As described above, according to the present invention, the fixed scroll and the orbiting scroll which are rotatably supported are formed by combining the spiral side plates protruding from the end plate surface, and are combined with each other. Fitted in a groove formed along the longitudinal direction of the spiral side plate end face with the orbiting scroll and slidably contacting the end plate faces of the scrolls on the opposite side with the side plate end faces of the scrolls. In a scroll compressor provided with a seal member for respectively sealing leakage of compressed fluid between the end plate surface of the scroll on the other side,
The spiral side plates of both scrolls have an axial height of a portion surrounding the discharge-side compression chamber having the largest volume formed at the moment when the inner peripheral end of each scroll separates from the spiral side plate of the opposite scroll. Since it is configured to be lower than the other outer peripheral portions, seizure of the spiral side plate does not occur, performance does not deteriorate due to leakage of compressed fluid in the longitudinal direction, and a highly reliable and highly efficient scroll compressor can be obtained.

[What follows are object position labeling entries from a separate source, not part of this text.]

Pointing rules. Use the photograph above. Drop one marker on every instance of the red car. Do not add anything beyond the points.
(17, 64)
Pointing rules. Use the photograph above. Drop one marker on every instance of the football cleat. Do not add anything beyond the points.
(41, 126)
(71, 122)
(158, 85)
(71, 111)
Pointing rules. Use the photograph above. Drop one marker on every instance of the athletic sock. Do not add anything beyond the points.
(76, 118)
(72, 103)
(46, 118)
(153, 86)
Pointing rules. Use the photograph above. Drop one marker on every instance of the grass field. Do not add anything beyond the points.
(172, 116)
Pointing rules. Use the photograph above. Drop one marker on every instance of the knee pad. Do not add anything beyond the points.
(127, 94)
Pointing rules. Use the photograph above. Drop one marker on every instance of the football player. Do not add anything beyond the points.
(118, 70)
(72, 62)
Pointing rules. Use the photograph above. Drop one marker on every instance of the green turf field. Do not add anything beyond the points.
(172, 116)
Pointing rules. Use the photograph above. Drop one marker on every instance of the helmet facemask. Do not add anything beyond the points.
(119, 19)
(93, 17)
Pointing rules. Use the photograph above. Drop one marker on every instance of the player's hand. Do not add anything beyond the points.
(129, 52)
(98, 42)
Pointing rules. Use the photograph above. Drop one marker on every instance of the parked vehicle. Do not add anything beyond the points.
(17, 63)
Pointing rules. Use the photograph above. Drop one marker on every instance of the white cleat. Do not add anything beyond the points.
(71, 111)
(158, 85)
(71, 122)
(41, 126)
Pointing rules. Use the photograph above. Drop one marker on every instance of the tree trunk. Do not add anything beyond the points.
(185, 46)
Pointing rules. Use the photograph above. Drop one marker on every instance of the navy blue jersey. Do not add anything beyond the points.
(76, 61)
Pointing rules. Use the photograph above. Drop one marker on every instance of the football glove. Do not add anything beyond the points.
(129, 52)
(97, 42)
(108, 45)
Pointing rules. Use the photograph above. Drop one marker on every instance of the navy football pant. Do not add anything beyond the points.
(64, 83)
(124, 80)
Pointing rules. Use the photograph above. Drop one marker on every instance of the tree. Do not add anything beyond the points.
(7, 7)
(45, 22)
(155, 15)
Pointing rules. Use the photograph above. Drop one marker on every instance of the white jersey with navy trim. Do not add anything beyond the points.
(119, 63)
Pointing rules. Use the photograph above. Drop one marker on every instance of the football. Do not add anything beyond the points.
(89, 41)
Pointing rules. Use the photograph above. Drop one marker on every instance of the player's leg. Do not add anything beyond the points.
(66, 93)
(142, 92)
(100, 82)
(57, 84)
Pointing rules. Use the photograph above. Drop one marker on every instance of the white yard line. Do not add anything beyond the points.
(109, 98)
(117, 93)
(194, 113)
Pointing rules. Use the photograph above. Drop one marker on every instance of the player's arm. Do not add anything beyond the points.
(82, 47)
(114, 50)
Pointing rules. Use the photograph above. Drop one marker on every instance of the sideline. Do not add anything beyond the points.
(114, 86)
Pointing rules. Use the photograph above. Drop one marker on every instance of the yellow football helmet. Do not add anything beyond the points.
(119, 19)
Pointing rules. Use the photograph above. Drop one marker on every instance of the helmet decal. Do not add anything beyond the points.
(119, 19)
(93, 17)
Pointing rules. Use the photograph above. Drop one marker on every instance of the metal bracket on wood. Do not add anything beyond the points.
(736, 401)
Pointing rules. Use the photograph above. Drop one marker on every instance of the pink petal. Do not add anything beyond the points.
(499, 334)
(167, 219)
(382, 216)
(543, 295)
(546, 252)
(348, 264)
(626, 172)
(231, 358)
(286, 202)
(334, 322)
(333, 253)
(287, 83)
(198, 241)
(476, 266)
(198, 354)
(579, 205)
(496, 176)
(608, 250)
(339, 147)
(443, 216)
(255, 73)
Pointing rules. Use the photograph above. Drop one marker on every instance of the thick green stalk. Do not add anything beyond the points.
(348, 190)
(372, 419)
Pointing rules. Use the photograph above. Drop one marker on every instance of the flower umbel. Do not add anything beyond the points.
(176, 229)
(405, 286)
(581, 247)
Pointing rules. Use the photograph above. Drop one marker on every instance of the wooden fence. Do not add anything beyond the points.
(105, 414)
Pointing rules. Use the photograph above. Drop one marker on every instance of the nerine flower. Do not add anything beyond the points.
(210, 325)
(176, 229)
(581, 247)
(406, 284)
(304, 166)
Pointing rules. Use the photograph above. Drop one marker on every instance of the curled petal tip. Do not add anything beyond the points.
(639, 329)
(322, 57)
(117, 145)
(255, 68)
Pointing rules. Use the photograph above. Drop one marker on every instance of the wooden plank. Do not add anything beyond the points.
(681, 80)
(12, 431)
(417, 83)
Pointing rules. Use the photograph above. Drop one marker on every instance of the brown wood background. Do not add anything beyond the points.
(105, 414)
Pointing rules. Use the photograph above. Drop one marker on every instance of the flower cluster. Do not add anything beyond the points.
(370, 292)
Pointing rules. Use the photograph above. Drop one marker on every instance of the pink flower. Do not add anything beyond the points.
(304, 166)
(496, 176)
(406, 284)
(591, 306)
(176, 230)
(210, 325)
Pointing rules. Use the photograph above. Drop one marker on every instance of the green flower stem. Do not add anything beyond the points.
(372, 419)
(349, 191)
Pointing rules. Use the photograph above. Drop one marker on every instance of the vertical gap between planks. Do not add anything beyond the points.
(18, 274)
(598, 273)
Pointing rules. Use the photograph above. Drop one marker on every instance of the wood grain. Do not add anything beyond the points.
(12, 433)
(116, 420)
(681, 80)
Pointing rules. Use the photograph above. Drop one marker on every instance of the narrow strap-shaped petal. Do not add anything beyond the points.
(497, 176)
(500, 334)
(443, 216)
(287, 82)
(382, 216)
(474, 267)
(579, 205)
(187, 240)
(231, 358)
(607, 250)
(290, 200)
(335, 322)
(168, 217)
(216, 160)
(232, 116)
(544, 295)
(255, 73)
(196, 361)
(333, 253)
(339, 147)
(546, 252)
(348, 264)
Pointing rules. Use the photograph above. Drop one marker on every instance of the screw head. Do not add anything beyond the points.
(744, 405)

[Brief description of drawings]

1 is a perspective view showing an orbiting scroll of a scroll compressor according to an embodiment of the present invention, and FIG. 2 is a sectional view showing a fixed and orbiting scroll of the scroll compressor.
3 (a) and 3 (b) are explanatory views showing the inner peripheral side and the outer peripheral side of the spiral side plate in the fixed and orbiting scrolls, and FIGS. 4 (a) to 4 (d) are scroll compressions. FIG. 5 is an explanatory view showing the operating principle of the machine, FIG. 5 is a sectional view showing a conventional scroll compressor, and FIGS. 6, 7, and 8 are partial views showing a sealing structure of each part in the conventional scroll compressor. FIG. 1 ... Fixed scroll, 2 ... Swing scroll, 5 ...
Grooves, 6 ...... sealant, P ₄ ...... discharge side compression chamber. In the drawings, the same reference numerals indicate the same or corresponding parts.

Claims (1)

[Scope of utility model registration request] 1. A fixed scroll which is formed by projecting a spiral side plate on an end plate surface and is combined with each other, an orbiting scroll which is rotatably supported, and a spiral of the fixed scroll and the orbiting scroll. -Shaped side plate end faces are fitted into grooves formed along the longitudinal direction of the spiral and slidably contact each other with the end plate faces of the scrolls on the opposite side, and the side plate end faces of the both scrolls and the scroll on the opposite side. In a scroll compressor provided with a seal member for respectively sealing leakage of compressed fluid between the end plate surface, the spiral side plates of both scrolls have inner ends on the inner peripheral side of the spiral side plate of the opposite scroll. A scroll compressor characterized in that the axial height of the portion surrounding the discharge-side compression chamber having the largest volume formed at the moment of separation is made lower than the other peripheral portions.